Sketchup.break_edges = true

puts('Creating two lines, with one with a vertex on the other:')
line0 = entities.add_line([0, 0], [100, 0])
line1 = entities.add_line([50, 0], [50, 50])

puts('There should now be three edges, since the second edge split the first into two edges')
puts(entities.to_a)

puts('Clearing model')
entities.erase_entities(entities.to_a)

puts('Now let us try this with Sketchup.break_edges=false :')
Sketchup.break_edges = false
puts('Creating two lines, with one with a vertex on the other:')
line0 = entities.add_line([0, 0], [100, 0])
line1 = entities.add_line([50, 0], [50, 50])

puts('Now I would expect there to be only two edges, since Sketchup.break_edges = false. However, there are three entities again! The second edge split the first, despite break_edges = false')
puts(entities.to_a)

System info:
OS: macOS Sierra 10.12.6
SketchUp version: SketchUp Pro 2018

It’s what you did not expect but it is exactly how edges and vertices used to work in SketchUp.
Disabling “break edges” will not break two crossing edges (no vertex at the intersection), however still no edge can coexist with a vertex somewhere on the edge.

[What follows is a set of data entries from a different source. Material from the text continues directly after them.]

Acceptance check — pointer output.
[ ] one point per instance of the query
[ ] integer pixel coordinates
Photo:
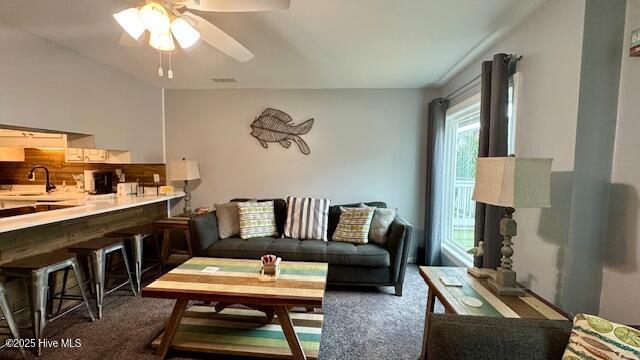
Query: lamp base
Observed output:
(505, 283)
(477, 272)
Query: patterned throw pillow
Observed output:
(307, 218)
(354, 225)
(228, 220)
(382, 219)
(596, 338)
(257, 219)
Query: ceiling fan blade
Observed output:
(238, 5)
(217, 38)
(128, 41)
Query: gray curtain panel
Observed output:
(435, 162)
(494, 132)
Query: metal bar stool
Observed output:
(8, 316)
(36, 270)
(96, 251)
(138, 235)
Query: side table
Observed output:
(529, 306)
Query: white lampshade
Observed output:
(185, 34)
(130, 21)
(181, 170)
(162, 42)
(513, 182)
(155, 18)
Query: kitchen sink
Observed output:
(24, 210)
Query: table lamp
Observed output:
(511, 182)
(184, 170)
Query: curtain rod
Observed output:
(463, 88)
(459, 91)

  • Can you describe a usecase why you want a vertex on the edge without it dividing two edges?
  • You could still group entities that you don’t want to intersect or interact with each other.
1 Like

Thank you for your response!

It seems to me that it’s inaccurate to say that “no edge can coexist with a vertex somewhere on the edge”, because if you repeat the code I posted above, but switch the order of creation of the two lines, the line does not break on the vertex - the vertex sits there happily on the edge without splitting it.

# Start with empty model
model = Sketchup.active_model
entities = model.entities
puts('Start with an empty model.')
puts('No entities, see?')
puts('entities.to_a :')
puts(entities.to_a)

puts('Creating two lines, with one with a vertex on the other:')
line1 = entities.add_line([50, 0], [50, 50])
line0 = entities.add_line([0, 0], [100, 0])

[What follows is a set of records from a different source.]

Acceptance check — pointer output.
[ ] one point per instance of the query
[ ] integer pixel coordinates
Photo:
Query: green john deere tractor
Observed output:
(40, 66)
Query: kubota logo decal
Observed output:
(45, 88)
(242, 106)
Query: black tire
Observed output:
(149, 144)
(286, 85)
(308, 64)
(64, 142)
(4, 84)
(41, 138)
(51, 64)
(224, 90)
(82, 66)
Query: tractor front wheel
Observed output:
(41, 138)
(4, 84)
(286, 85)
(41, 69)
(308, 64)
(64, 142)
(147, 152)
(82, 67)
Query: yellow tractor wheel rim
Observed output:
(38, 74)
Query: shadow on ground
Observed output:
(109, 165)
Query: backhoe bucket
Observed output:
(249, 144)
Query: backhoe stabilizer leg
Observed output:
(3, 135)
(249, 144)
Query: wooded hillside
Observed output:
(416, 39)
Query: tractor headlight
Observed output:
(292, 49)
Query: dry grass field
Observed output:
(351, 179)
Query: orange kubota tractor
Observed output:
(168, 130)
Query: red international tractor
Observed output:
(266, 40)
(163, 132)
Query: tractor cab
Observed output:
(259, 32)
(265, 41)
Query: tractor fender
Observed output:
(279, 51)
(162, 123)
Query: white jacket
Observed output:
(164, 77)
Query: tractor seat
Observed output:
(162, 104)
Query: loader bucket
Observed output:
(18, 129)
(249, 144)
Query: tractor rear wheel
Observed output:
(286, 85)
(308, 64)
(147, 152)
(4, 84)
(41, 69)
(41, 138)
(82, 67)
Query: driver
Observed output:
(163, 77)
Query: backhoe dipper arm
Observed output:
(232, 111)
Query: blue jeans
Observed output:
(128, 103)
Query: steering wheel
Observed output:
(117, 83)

puts('There should are only two edges when the lines are created in this order:')
puts(entities.to_a)

This seems inconsistent to me - auto-splitting the edge is a useful feature in some circumstances, but I don’t like that the order of adding geometrical entities affects the end result.

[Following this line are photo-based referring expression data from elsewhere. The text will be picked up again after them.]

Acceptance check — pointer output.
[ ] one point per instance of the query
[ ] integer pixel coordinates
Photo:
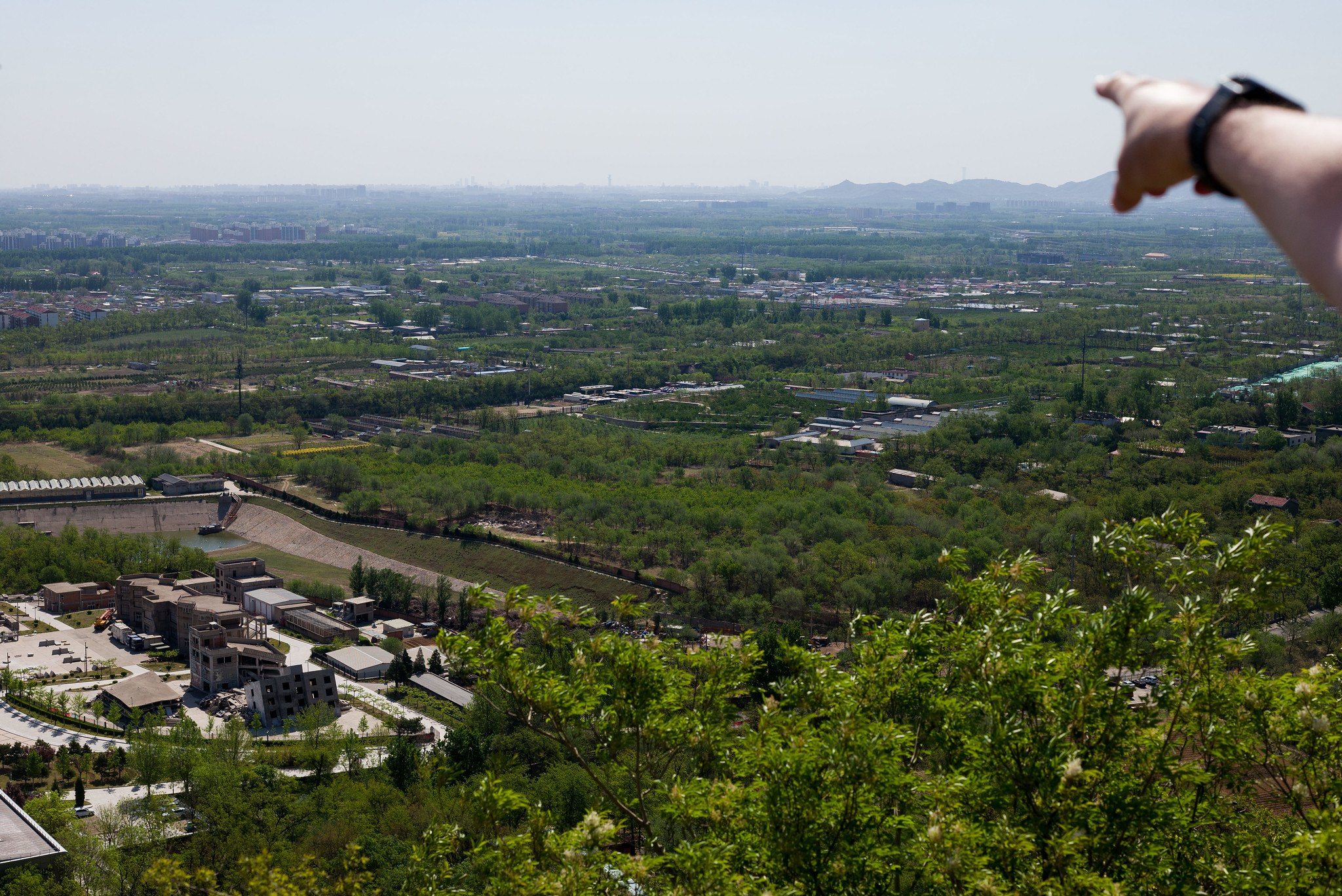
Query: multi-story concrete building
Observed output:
(235, 577)
(290, 691)
(64, 597)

Since the behavior where vertices break edges isn’t some fundamental feature of the underlying Sketchup data structure (see the example above where it doesn’t always happen), it seems like it should be toggle-able, like Sketchup.break_edges.

To answer your questions:

  • Can you describe a usecase why you want a vertex on the edge without it dividing two edges?

I can describe my use case - I’m writing a genetic algorithm that evolves collections of lines based on fitness criteria, with intermittent human intervention. When Sketchup splits my lines, it’s altering the evolutionary designs that have been created, so they can’t be directly fed back into the algorithm. I think in general it’s not hard to imagine wanting an edge to

  • You could still group entities that you don’t want to intersect or interact with each other.

Thank you for that suggestion - that may be a useful workaround for me. It seems that if I put the first edge in a group by itself, then add the second edge, it is not split, as you suggested.